I've been slowly working my way though the exercises in Structure and Interpretation of Computer Programs. Section 1.1.5 talks about applicative vs. normal-order evaluation, and the topic has come up several times in the text afterward. Since the interpreter uses applicative-order evaluation, it's easy to just insert
display debug statements in your code to see exactly how it works. It would help my understanding to be able to do the same thing for normal-order evaluation.
Does anyone know of a Scheme (or Lisp) interpreter that's implemented using normal-order evaluation instead of applicative-order?
Here's a short example modified from the one given in SICP. I'll define my own
add procedure to print out the arguments, and use the
square procedure from the book.
(define (add x y) (display x) (display y) (newline) (+ x y)) (define (square x) (* x x))
Now if I run the short program
(square (add 1 2)) using applicative-order evaluation, the result of
(add 1 2) will only be computed once then passed to the
square procedure.
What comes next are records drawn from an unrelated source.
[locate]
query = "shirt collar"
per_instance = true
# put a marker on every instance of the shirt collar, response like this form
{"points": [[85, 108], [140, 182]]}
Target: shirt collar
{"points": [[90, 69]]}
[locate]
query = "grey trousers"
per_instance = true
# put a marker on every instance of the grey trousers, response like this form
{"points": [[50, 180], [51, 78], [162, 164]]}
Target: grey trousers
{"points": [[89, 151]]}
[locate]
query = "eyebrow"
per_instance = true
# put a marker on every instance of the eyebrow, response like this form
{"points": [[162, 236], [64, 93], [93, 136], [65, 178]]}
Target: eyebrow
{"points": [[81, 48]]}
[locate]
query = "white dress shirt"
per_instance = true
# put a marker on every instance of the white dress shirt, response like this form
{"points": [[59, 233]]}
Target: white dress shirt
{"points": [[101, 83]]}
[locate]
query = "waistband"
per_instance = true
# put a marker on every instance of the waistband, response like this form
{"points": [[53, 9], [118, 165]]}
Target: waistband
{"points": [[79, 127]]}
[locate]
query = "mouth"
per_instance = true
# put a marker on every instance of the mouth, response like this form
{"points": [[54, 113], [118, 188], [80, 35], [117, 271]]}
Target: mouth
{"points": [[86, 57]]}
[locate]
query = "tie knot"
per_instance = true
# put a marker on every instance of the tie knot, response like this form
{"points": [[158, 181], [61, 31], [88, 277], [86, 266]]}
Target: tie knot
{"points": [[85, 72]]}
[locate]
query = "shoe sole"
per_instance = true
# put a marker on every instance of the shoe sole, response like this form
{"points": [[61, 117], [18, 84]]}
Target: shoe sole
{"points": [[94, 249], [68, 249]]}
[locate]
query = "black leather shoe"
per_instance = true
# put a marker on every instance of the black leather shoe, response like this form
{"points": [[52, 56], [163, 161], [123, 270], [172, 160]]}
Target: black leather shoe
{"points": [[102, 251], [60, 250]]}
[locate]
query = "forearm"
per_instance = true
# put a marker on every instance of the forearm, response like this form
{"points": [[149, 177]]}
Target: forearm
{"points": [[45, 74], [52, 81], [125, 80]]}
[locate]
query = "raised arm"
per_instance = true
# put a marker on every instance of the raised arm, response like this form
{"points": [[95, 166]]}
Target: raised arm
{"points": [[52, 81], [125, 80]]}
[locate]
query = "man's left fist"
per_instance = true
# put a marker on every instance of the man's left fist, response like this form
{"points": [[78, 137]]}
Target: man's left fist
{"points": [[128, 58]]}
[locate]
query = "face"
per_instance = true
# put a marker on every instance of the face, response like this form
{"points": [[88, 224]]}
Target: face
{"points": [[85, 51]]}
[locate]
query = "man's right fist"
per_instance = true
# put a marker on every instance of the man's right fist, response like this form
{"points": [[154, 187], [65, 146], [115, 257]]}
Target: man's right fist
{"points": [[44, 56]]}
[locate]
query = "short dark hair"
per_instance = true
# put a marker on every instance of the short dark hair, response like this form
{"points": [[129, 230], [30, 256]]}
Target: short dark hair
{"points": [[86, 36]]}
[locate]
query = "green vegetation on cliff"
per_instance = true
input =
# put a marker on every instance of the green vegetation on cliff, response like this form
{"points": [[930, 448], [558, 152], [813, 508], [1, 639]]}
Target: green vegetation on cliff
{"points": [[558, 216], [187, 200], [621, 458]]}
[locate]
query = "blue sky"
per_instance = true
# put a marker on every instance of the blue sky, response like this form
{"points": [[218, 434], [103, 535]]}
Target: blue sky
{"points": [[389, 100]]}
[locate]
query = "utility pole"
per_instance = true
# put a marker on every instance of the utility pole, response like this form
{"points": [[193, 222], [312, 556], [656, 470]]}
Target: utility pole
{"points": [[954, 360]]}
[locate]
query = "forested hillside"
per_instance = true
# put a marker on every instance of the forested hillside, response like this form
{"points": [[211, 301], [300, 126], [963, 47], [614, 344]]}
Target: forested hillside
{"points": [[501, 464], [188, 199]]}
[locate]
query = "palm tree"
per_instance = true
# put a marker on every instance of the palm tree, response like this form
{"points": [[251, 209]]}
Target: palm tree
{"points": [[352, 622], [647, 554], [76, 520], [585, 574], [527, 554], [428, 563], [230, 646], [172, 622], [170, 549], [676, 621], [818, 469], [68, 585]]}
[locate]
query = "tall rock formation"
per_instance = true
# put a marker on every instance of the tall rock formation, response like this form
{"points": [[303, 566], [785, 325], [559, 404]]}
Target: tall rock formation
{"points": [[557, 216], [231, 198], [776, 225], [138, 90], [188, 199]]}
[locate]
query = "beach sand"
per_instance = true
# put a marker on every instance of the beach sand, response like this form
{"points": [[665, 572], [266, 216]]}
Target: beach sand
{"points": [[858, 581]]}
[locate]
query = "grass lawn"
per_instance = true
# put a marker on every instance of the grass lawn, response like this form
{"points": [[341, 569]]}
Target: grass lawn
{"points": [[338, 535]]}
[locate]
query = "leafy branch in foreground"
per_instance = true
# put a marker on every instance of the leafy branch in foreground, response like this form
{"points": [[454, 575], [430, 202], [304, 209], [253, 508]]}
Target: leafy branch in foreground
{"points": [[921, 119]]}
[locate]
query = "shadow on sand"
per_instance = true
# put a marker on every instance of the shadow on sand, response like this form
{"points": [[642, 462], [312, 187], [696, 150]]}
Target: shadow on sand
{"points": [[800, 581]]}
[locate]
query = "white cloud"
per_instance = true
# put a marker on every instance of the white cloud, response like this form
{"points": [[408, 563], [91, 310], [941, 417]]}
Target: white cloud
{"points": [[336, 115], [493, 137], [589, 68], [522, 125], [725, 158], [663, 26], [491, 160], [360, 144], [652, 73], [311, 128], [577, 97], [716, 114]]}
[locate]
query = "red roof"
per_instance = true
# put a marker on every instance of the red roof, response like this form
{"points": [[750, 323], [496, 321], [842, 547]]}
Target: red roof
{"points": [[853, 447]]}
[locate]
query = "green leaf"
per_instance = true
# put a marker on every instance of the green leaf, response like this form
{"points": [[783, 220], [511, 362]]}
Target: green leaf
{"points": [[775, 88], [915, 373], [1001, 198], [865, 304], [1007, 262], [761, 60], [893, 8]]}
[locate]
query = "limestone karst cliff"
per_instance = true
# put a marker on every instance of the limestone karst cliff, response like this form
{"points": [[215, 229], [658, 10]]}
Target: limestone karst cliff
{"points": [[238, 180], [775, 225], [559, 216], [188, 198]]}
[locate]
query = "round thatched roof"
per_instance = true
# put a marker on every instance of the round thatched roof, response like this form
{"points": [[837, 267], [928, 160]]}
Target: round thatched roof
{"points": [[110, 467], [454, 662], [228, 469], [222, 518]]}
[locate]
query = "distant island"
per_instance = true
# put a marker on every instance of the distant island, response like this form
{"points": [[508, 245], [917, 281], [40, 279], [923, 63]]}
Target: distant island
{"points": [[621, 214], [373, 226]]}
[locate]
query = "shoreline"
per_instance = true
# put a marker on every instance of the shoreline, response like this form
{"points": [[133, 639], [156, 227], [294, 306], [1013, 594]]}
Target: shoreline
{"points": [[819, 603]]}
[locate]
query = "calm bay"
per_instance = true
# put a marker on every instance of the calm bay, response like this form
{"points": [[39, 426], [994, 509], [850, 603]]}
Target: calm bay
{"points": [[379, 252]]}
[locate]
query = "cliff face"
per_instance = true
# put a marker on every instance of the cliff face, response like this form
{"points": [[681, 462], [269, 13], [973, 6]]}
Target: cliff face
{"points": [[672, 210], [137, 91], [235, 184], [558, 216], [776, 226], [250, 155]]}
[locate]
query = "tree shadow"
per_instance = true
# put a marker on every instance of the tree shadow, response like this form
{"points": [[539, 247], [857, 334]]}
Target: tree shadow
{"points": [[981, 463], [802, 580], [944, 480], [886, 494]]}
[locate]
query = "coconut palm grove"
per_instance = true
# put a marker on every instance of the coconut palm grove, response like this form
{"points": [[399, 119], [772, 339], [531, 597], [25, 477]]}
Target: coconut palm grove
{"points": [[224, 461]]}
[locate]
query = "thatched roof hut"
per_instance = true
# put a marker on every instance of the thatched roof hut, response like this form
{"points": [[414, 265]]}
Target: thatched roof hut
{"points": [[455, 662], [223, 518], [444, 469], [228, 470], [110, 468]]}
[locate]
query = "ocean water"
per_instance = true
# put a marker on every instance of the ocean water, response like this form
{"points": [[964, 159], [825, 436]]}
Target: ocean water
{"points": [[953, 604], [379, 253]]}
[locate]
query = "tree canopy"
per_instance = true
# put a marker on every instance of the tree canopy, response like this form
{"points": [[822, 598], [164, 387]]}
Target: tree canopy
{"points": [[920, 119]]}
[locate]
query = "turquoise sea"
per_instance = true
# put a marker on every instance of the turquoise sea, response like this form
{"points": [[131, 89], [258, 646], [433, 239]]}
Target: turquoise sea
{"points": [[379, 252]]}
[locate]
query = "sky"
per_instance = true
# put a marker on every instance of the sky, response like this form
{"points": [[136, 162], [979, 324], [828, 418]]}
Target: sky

The operands
12 should be printed once before the final result. We can just run this in an interpreter to verify that this is what happens.
> (square (add 1 2)) 12 9
Using normal-order evaluation, though, the single operand
(add 1 2) should be copied into the
square procedure, which would evaluate as
(* (add 1 2) (add 1 2)). The operands
12 should be printed twice before the final result.
I'd like to be able to run this in an interpreter that does normal-order evaluation to verify that this is indeed how it works.